Historical trauma is a new model in public health that suggests that populations historically subjected to long-term, mass trauma—such as slavery, the Holocaust, forced migration, and the violent colonization of Native Americans—exhibit a higher prevalence of disease even several generations after the original trauma occurred. This model is backed by research in the field of epigenetics, which studies how trauma changes our DNA and is thus passed on to future generations, making them more susceptible to certain mental and physical conditions.
In understanding how to move forward and break the cycle of historical trauma, we have to ask the question: What does historical healing look like?
That’s the topic of today’s conversation with Linda Kinsey, a member of the A'aninin Nation or the “White Clay People”. She is the Native Connections Director for Helena Indian Alliance, helping secure grants for suicide prevention services for Native youth ages 12-24, and she also serves with RISE: Reaching Indian Students Everywhere, to educate people on Native American history and encourage folks to learn who they are by learning where they came from.
When it comes to reconciling the history of genocide of Native Americans in this country, the idea of generational trauma is just starting to creep into the vernacular and shed light on the compounding issues they face in modern society—a world in which they’re expected to bounce back from a century of intentional erasure. And Linda believes that many people don’t understand the current statistics of high suicide rates, alcoholism and substance abuse and chronic disease among native communities is because we don’t often learn about the true history of this country.

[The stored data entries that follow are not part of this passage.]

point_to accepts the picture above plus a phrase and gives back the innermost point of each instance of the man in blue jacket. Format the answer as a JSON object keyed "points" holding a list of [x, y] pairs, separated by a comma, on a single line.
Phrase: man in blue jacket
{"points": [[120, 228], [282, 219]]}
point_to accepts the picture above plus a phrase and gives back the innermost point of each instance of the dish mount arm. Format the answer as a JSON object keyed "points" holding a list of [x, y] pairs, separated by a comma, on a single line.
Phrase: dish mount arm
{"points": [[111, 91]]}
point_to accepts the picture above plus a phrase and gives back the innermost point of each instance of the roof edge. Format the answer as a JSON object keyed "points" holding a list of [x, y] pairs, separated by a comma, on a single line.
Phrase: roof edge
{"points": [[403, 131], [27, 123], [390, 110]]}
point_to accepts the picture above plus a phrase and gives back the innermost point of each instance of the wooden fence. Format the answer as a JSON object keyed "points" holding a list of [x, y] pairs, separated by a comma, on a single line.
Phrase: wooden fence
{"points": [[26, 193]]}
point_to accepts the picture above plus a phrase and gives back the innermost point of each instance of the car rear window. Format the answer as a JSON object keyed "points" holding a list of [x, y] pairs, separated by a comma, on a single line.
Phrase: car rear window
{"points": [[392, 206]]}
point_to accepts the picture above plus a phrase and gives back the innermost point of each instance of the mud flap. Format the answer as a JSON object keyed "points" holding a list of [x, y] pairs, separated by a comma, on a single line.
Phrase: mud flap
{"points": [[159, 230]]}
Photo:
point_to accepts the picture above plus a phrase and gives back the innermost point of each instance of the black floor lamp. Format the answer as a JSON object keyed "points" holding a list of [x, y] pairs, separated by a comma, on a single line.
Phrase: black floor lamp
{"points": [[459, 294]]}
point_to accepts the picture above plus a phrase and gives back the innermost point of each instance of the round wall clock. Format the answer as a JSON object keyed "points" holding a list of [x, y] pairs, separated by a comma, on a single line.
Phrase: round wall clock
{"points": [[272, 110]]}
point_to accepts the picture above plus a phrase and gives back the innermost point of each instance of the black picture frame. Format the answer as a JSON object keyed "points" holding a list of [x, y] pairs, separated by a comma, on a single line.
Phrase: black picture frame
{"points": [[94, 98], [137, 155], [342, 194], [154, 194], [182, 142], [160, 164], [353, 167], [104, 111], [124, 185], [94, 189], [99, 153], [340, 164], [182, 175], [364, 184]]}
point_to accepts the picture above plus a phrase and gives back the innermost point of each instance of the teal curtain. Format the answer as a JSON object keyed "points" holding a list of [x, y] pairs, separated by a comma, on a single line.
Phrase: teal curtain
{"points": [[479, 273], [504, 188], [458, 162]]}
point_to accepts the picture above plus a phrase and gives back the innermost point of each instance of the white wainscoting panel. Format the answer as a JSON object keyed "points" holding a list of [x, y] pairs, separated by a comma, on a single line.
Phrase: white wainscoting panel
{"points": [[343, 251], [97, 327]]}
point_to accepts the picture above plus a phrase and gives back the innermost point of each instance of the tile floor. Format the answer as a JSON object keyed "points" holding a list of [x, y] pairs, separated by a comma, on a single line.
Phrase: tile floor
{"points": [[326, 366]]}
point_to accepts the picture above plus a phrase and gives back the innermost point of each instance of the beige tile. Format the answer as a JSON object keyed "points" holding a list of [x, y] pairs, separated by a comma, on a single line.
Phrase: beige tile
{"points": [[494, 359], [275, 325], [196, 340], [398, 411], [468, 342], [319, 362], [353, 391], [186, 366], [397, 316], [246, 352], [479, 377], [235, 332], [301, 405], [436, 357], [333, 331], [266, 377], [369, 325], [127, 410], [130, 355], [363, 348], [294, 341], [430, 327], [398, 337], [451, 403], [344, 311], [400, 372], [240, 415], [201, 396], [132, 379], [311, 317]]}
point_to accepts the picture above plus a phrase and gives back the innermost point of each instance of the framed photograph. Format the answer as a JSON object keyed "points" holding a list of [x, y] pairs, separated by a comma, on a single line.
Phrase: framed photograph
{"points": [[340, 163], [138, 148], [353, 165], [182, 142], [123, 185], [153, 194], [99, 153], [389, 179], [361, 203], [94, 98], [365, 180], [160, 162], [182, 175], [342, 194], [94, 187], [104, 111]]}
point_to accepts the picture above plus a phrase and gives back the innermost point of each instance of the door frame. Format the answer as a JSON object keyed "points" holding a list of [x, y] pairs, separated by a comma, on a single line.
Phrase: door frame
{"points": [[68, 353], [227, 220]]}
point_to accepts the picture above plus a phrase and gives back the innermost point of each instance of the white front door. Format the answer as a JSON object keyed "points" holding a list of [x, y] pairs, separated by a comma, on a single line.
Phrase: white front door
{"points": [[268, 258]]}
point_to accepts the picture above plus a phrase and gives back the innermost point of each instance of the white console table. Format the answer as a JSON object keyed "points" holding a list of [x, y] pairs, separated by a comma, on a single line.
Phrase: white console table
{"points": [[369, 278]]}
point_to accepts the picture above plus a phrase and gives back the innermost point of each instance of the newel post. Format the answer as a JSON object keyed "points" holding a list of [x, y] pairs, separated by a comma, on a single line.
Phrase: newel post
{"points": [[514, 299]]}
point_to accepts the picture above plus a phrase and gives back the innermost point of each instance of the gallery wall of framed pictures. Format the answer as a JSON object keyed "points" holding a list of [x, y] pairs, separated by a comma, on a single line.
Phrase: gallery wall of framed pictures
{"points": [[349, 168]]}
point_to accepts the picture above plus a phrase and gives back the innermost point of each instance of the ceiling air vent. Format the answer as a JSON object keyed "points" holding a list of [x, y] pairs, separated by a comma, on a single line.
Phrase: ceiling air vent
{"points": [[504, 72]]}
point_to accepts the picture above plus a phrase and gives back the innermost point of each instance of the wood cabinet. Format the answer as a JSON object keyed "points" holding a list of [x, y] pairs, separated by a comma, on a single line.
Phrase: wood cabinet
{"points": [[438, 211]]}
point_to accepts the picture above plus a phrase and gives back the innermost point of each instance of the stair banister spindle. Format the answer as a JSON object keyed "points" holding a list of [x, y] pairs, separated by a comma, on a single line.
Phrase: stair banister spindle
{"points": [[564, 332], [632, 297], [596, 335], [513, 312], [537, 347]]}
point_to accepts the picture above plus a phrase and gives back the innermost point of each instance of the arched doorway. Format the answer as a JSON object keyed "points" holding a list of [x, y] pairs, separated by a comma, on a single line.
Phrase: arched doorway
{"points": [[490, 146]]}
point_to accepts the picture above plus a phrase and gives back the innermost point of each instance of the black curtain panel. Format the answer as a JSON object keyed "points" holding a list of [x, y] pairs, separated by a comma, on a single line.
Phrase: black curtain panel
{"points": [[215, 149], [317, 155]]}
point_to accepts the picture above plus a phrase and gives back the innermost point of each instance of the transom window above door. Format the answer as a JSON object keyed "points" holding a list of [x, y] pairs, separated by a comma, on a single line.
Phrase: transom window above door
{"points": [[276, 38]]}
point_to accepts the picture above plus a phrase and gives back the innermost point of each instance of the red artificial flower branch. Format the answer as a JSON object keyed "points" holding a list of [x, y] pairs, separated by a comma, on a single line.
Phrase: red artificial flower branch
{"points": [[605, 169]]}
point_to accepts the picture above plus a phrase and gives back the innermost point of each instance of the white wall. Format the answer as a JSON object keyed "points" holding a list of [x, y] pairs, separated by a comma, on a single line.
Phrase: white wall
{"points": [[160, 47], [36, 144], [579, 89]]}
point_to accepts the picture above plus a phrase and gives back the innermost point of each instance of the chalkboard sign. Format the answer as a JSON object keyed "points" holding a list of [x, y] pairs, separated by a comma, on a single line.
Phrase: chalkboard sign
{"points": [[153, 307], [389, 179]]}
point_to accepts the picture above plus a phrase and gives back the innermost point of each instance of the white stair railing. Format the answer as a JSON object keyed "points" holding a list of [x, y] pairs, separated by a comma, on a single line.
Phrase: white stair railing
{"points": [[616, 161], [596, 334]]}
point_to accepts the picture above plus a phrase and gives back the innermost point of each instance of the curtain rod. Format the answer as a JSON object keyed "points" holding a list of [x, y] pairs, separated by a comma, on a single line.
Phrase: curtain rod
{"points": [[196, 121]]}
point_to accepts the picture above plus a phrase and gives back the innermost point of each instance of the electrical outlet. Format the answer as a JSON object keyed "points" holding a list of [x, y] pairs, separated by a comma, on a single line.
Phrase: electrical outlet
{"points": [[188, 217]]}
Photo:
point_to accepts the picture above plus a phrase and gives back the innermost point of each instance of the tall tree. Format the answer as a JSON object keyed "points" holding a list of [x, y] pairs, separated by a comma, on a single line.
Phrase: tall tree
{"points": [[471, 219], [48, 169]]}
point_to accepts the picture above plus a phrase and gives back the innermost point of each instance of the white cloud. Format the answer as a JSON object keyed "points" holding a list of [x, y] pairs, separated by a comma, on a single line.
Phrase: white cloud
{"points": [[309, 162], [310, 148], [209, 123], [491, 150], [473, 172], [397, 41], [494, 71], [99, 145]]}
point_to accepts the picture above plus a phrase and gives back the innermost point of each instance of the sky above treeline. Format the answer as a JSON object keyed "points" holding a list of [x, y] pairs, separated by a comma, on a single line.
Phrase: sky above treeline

In her former long-standing role as the director of a Tribal Treatment Center in her hometown of Fort Belknap, Montana—and as a Native woman growing up on a reservation in the 1970s—Linda experienced and witnessed the consequences of historical and generational trauma, and she’s dedicated her life to healing herself and integrating her own family’s history and helping others do the same.
This conversation is very special for us because Linda’s tribal family caretakes a Feathered Pipe, a relic that has been with their community for thousands of years and is a symbol of resilience, faith and connection. It’s actually because of this relic that she wanted to come visit the Feathered Pipe Ranch in 2021 for the concert with Navajo flutist R. Carlos Nakai. We talk about her feeling when visiting the Ranch and the belief that a place can preserve and protect particular energies just as pipes can hold centuries of prayers and energies, too.
Linda teaches us about the importance of balance, growing up in a household of natives and non-natives, democrats and republicans, catholics and protestants. Her whole life, she’s been in the middle, which has proven to be the superpower behind her capacity to hold many experiences and emotions at once. This ability is a necessity in today’s world and perhaps a necessity that has always existed, considering the ancient wisdom teachings of the Eastern traditions and indigenous peoples everywhere.